Sunday, September 19, 2010

Observations – new diagrams

1) As mentioned before, it had sounded to me like they were working on 2 accesses to the North Wall. Based on previous diagrams, it looked to me like the North Wall mineralization was too far to drift over from the Lamaque Flats. I figured if they were drifting over it would be from the Bedard Dyke area, which appeared to be much closer to the zone. Of course, this was before we found out about the big Bedard Dyke delay.

Well, it looks like they might indeed be establishing 2 accesses to the North Wall and they are actually drifting over from the Lamaque Flats (and not the Bedard Dyke):

``Access ramp from Lamaque Flats currently being driven to North Wall``

``collaring of North Wall portal from pit commenced``

It`s good that they are able to drift over from the Lamaque Flats as that area is far more established, naturally.


2) Infill drilling has been going on for the past month or two which will allow them to identify blocks to be mined. Pg 18 of the presentation: ``mineralization definition drilling commenced``.


3) ``Developed to 2nd level as at September 2010``


4) It looks to me like they have ramped past the top sub-level and the second sub-level. I think that includes most of the mineralization for the upper portion of the dyke. There is a chance that might be good enough ramp down for the first long-hole stope (unless they feel they need to wait for the ramp to be developed further down first in order to avoid over congestion from multiple heavy jobs that requires use of the ramp). If they can now move forward with stope area preparation then they probably now need to do a bunch more work down there, such as the ``undercut``, the ``loading crosscut``, the ``transport drift``, etc. It sounds like they are getting closer to production though. Hopefully the long-hole stoping permit will be arriving soon (the technical sign off was the important hurdle - which we apparently have). Hopefully they will be in a position to launch Bedard Dyke in late October or early November.


5) A vast mid section of the BD still to be explored, as well, the ore body is open to the west and at depth. We shouldn`t forget about a potential high grade shear zone nearby to the north that was historically mined at depth. They will see if it flows up to the BD level of the mine. They will also try to see if some of the north dippers intersect with the flats that go through the BD. North dippers were prominent in this area of the pit in the past.
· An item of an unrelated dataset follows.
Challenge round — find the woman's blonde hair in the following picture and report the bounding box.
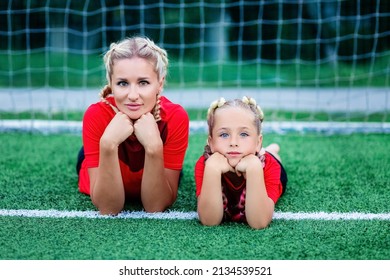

6) Lamaque Flats Zone: ``Production from and development to 7 stope complexes as at September 2010``


7) Production commencement:

Lamaque Flats - ``Q1 2010``
Bedard Dyke - ``Q4 2010``
North Wall - ``Q1 2011``

2 comments:

http://www.cvmass.com said...

good works and good luck BUT
what about silica
what do you mean silica
tell me

production05 said...

I have more thoughts about the North Wall.

The North Wall is a zone. The North Wall Dyke is likely the dominating ore type within that zone, but nonetheless the North Wall zone has all 4 Sigma ore types (Dykes, Shears, North Dippers and Flats).

I think the North Wall Dyke is what is located to the centre-west side on the North Wall (closest to the Bedard Dyke). It`s possible that the North Wall flats is the mineralization that is located to northeast of the North Wall zone (but not entirely sure). I had previously discussed the note below on the blog a couple of months ago. It was taken from the Jan`09 study.

``The Lamaque Mine is currently permitted for 1,200 tonnes per day production which also includes the Northeast portion of the North Wall zone.``

The fact that the Northeast portion of the North Wall zone was already permitted would suggest to me that long-hole stoping will not be performed in that particular area. It also sounds like this is the North Wall area that they are drifting over to from the Lamaque Flats.

Also based on the Jan`09 study, it looks like the position for the North Wall portal is the mid point of the North Wall, near the right part of North Wall Dyke. I don`t know if they have changed the location of the portal since that Jan`09 study.

My guess is that they are intending to perform long-hole stoping on the North Wall Dyke located in the central and west side of the North Wall and then transport the ore via the new North Wall decline located in the middle part of the North Wall open pit area. Simultaneously, (my guess is) they are intending to mine the non-long-hole mineralization located northeast on the North Wall (potentially North Wall Flats) and transport the ore through the Lamaque Flats/Lamaque decline, then through the haulage drift to the pit.

If the northeast North Wall structure is similar to the structure in the Lamaque Flats then perhaps they can use the efficient low-profile equipment in there also.

If they can have success getting to the northeast North Wall ore in this manner then it will take a lot of pressure off development of the North Wall decline and long-hole mining of the North Wall Dyke. It would give us a much better chance of getting ore flow from the North Wall starting around January. The Northeast area stopes should be much easier to develop (like the Lamaque Flats) relative to bringing a long-hole operation into production (as we are finding out with the Bedard Dyke).

Another benefit is having 2 different types of ore sources (and potentially mining methods) in production simultaneously at the north wall. This gives us added diversity and flexibility.

I guess we will have to wait and see how it all truly shakes out.

As a side note, the North Wall mineralization starts below pit level (Bedard Dyke started at the pit wall).